Jonathan M Satovsky discusses markets 10 years after the Lehman Brothers collapse, describes how consumers’ lottery habits hurt them, and explains his emphasis on the long view when setting investing goals.
Good afternoon. This is Jonathan Satovsky of Satovsky Asset Management. September 2018 with a video blog update.
And today we want to talk about 3 things.
Lessons on Lehman, lottery tickets, and the long view.
So let’s start with Lehman brothers because 10 years ago, in September of 2008, we experienced a major financial crisis and financial markets around the world had declined significantly.
And sort of deterred people from believing in capitalism and developing good long term habits of saving and investing and taking a disciplined approach to investing.

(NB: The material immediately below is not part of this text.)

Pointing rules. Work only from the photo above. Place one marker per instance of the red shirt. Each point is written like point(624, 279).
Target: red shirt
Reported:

But if you look at it, the financial markets referenced by the S&P 500 declined 55% in from January of 2008 through February of 2009.

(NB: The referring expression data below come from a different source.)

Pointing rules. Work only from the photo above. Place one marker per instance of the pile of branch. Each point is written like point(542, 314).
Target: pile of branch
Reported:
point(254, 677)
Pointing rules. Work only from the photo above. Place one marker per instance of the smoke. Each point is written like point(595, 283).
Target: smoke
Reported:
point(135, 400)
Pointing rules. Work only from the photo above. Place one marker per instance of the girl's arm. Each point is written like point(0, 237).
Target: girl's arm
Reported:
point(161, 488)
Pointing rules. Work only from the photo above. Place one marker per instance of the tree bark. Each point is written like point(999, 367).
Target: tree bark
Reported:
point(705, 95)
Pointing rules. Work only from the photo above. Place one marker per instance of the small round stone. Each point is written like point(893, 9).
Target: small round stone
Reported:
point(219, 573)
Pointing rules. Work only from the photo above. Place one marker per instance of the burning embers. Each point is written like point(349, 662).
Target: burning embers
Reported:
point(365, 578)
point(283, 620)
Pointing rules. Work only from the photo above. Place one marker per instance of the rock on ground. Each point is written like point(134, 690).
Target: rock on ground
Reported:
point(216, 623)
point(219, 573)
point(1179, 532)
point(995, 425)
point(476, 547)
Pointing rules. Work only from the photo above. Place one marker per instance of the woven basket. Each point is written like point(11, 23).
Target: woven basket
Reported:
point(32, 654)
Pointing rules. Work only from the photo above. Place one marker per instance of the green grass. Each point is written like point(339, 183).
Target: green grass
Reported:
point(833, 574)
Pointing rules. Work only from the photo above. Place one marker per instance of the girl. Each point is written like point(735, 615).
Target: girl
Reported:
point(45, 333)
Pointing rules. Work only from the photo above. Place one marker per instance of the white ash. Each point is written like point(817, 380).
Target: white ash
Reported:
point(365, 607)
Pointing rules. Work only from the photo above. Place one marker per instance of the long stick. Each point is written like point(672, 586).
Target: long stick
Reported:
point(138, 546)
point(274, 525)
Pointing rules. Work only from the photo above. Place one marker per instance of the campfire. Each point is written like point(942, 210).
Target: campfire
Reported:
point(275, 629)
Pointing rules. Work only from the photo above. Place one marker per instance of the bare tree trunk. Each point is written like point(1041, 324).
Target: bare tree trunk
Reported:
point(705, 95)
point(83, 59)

And now if you fell asleep like Rip Van Winkle for the 10 years, you’d be up 150%.
So what it has caused people is more of a lottery impact.
In fact the behavior of the consumer population, 3 out of 10 low income families played the lottery every week.
They spend $412 dollars annually on the lottery representing over $80 billion a year in lottery tickets.
So people are trying to get rich quick.
But you know just to give you a little perspective, you know last year’s darling in Bitcoin is down 60% this year.
So be careful about getting too enamored with anything, even the S&P 500.
If you take the long view, the last decade even see that the US market has vastly outperformed all the markets around the world, the foreign markets and emerging markets.
So I was with a friend last week and he told me, John, I just want to make the most money. That’s how I’d be happy.
I said, the most money, that’s interesting.
So what does that mean?
Is that in a day, in a week, in a year, in 5 years, in 10 years?
You know, how do you measure that success?
So to sort of expand upon the lesson, I’m gonna show a little example of the Nasdaq emerging markets and a globally diversified 60% value oriented stock portfolio and 40% bonds over the last 10 years.
And you could see that as a byproduct of the growth of Nasdaq related companies, Amazon and Apple crossing the trillion dollar mark which in fact in 1982, the trillion dollars was the entire market capitalization of the entire US market.
So it’s sort of a fascinating change over the last 10 years that these several companies had such a dramatic outsize impact.
But now let’s zoom back 20 years and go from January of 1999 and look at the same 3 Nasdaq emerging markets and the globally diversified 60-40 portfolio.
And you see a different story. Emerging markets would have been the best place to sit.
So understanding someone’s risk profile and someone’s temperament is probably 90% of people’s success because you need to find a path that you understand and you can be discipline enough so you can capture the returns of the investments that you have over a lifetime.
So with that have a wonderful rest of your September and we’ll speak again next month.